Kleiner Perkins Caulfield & Byers has closed the books on a new $525 million fund. And a chunk of that treasure is earmarked for early-stage life science companies promising to satisfy Kleiner Perkins' trademark appetite for disruptive new technologies.
"Portfolio companies in KPCB 15 will benefit from the firm's holistic approach to company building that we pioneered more than a decade ago," said Ted Schlein, partner at KPCB, in a statement. "We will identify promising early-stage companies in our areas of focus and bring value-added resources in key areas to help early-stage companies grow and succeed. This includes applying our considerable industry, operational and financial expertise and network of relationships to help entrepreneurs build lasting enterprises."
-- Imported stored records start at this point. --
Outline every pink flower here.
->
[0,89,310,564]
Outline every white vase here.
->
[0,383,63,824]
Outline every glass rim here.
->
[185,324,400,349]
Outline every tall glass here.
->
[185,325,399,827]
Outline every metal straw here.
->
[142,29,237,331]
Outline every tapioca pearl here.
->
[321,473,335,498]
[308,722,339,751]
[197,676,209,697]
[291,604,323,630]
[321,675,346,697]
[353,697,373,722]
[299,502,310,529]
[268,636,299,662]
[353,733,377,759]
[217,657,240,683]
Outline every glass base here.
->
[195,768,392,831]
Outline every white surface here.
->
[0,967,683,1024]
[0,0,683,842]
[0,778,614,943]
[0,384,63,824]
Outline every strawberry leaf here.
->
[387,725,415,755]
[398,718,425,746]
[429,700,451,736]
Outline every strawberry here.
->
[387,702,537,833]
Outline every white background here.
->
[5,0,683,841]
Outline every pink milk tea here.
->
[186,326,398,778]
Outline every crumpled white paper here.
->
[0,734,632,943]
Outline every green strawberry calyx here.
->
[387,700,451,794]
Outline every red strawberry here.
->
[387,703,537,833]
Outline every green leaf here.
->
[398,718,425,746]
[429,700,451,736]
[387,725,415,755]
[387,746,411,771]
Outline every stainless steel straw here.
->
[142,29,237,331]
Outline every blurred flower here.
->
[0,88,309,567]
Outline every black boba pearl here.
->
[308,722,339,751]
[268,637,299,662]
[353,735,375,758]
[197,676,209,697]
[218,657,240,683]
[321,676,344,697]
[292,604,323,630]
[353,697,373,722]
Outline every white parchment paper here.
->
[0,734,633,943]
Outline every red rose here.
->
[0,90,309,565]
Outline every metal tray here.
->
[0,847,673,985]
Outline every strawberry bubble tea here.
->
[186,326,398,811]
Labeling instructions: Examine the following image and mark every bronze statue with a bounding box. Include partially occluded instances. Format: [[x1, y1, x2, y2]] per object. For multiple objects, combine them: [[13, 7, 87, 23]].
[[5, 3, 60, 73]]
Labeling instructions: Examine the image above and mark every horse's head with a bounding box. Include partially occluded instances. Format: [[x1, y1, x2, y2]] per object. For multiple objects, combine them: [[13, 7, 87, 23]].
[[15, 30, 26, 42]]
Among the group of partners with a key to the cash box is Beth Seidenberg, the former chief medical officer at Amgen ($AMGN) who has been handling the fund's investments in Tesaro, Epizyme, iPierian and Auxogyn, among others. KPCB has also invested in Foundation Medicine and Celladon.
Seidenberg's interest in biotech goes well beyond the boardroom. She's been one of the leading forces at the Medical Innovation and Competitiveness Coalition, which joined up with the National Venture Capital Association to apply pressure on the FDA to change. The lobbying effort has helped inspire new legislation aimed at speeding drug approvals while putting the FDA on the defensive about its regulatory track record.
"The major problem is the lack of predictability, which leads to delayed timelines," Seidenberg told The Wall Street Journal last fall. "Entrepreneurs are smart people, and they want to get their products to patients. And because of the lack of transparency, and the lack of consistency (at FDA), they are moving to Europe, setting up their organizations and creating jobs overseas."